Während meiner Behandlung laufe ich diverse Male von meinem Bett weg zum Wasserspender. Der Arzt kommt und stellt – unter Verwunderung über meine Geschichte – lediglich die Dehydrierung fest, die das Krankenwagenpersonal mutwillig verursacht hat. Ich bekomme zwei Beutel Rehydrierungspulver, das in der Zusammensetzung mit der WHO-Lösung gegen Cholera vergleichbar ist. Ich frage die Schwester, wo ich jetzt noch etwas zu essen herbekomme. Sie wärmen mir ein übergebliebenes aber letztendlich undefinierbares Krankenhausessen auf. Dazu bekomme ich die erste der beiden Rationen Rehydrierungslösung. Zwischendrin muss ich noch den Krankenwagen bezahlen. Ich bin am Überlegen, ob ich einfach nicht zahle und es auf ein Gerichtsverfahren ankommen lasse, das den Leuten schwere Körperverletzung nachweisen würde. Wenn es mein Geld wäre, hätte ich das gemacht, aber es zahlt eh meine Krankenversicherung.


Krankenhausessen

Da es sich um eine Notaufnahme handelt, werde ich nach Zahlung von 2.000 Dollar um viertel vor 0 vor die Tür gesetzt.

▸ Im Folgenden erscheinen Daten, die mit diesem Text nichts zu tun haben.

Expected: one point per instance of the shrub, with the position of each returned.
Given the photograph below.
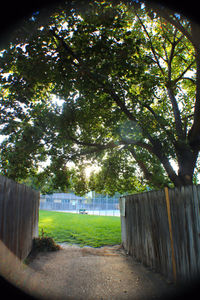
(44, 243)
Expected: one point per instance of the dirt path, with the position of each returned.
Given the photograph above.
(88, 273)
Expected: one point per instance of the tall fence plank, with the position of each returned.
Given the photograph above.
(19, 209)
(146, 234)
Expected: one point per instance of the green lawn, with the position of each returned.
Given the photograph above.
(95, 231)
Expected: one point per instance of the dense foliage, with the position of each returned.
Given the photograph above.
(129, 75)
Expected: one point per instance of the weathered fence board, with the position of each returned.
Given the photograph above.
(146, 235)
(19, 209)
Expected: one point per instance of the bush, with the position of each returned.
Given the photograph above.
(44, 243)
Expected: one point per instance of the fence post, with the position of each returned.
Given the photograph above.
(170, 232)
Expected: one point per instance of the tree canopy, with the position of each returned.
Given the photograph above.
(129, 75)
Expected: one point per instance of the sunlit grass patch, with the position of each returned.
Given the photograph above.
(95, 231)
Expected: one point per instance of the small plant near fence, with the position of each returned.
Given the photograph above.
(44, 243)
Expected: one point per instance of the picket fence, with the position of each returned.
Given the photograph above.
(161, 229)
(19, 210)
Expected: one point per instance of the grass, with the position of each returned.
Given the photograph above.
(85, 230)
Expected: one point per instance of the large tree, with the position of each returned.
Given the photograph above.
(130, 78)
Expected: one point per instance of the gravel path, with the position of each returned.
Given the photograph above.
(89, 273)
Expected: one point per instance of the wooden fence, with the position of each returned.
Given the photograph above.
(161, 229)
(19, 207)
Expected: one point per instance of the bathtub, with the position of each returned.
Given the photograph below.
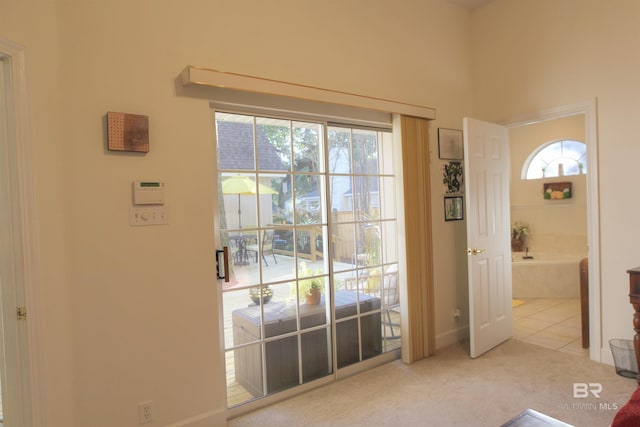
(547, 275)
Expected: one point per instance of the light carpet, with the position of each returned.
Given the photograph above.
(451, 389)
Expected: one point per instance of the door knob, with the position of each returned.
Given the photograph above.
(475, 251)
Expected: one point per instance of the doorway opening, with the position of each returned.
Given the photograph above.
(549, 308)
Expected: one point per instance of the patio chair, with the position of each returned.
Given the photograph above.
(390, 297)
(266, 246)
(389, 294)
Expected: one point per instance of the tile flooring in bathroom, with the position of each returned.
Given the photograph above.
(551, 323)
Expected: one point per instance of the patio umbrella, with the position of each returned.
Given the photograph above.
(243, 186)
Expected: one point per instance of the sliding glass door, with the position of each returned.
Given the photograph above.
(310, 233)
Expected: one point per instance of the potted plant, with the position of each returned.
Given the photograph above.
(313, 294)
(519, 232)
(254, 294)
(309, 288)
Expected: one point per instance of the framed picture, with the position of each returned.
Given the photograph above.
(453, 177)
(450, 144)
(557, 190)
(127, 132)
(453, 208)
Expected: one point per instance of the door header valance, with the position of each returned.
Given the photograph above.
(193, 75)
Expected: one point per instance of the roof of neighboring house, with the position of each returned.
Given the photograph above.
(235, 148)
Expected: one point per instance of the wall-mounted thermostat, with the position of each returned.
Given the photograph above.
(148, 192)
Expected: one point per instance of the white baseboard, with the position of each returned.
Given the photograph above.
(452, 336)
(606, 356)
(216, 418)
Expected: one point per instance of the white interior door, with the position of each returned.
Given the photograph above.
(488, 234)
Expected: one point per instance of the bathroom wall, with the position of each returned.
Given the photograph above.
(556, 226)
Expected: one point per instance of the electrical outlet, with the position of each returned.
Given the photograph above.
(145, 412)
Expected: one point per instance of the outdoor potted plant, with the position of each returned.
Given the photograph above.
(519, 232)
(254, 294)
(313, 294)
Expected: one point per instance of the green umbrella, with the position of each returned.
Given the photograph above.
(244, 186)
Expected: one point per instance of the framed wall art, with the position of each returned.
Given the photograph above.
(453, 178)
(127, 132)
(453, 208)
(450, 146)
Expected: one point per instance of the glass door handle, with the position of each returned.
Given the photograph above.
(475, 251)
(222, 269)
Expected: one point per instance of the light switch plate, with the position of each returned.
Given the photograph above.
(148, 215)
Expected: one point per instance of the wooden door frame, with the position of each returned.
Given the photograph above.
(25, 388)
(588, 109)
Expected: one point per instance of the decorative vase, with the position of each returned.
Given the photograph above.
(267, 294)
(312, 297)
(517, 245)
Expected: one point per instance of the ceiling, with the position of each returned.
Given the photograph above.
(470, 4)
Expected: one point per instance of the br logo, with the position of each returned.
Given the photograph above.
(582, 390)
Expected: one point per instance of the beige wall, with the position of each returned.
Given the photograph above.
(531, 55)
(556, 226)
(130, 314)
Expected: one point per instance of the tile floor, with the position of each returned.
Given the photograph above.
(551, 323)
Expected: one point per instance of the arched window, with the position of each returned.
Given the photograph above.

Ich bekomme lediglich einen Zahlungsbeleg, da in Namibia wie gesagt offenbar eine Knappheit an Papier herrscht. Sie wollen mir das Attest daher per Mail schicken. Als Mailadresse habe ich natürlich meine Fanpost-Adresse von redeemer.biz angegeben, denn wie um alles in der Welt hätte ich den Laden auch nur annähernd ernst nehmen können? Immerhin haben sie mir das günstigste Hotel in der Nähe und einen Taxifahrer rausgesucht. Ich bin so stark dehydriert, dass ich meine Jeans, die mir eben noch perfekt gepasst hat, hochhalten muss, damit sie nicht sofort runterrutscht.

Die Taxifahrt dauert eine Minute und kostet dennoch 70 Dollar (etwa 5,50 Euro). Das Hotelzimmer riecht nach Seife. Ich bekomme ein anderes Zimmer gezeigt, was auch nach Seife riecht, weshalb ich doch das erste nehme. Allerdings guckt jemand nebenan so laut Fernsehen, dass mir das selbst zu laut wäre, wenn ich es wäre, der Fernsehen guckt. Ich lasse mich daher doch in ein anderes Zimmer verlegen. Ich gehe direkt ins Bett. Kein Zähneputzen, nichts.

Kurz darauf muss ich dann aber doch Mückenschutz nehmen und wegen des Straßenlärms die Fenster schließen. Licht gibt es nur vom immer noch recht vollen Mond, da das Hotel keinen Strom für andere (aber vorhandene) Dinge als die Deckenlampe des Hauptzimmers hat. Wir befinden uns immerhin in einem Dritte-Welt-Land.

Um halb vier in der Nacht wache ich auf. Obwohl ich in den letzten fünf Stunden 2 Liter Wasser getrunken habe, muss ich nicht wirklich auf Toilette, weil ich so dehydriert bin und mein Körper das Wasser selbst braucht.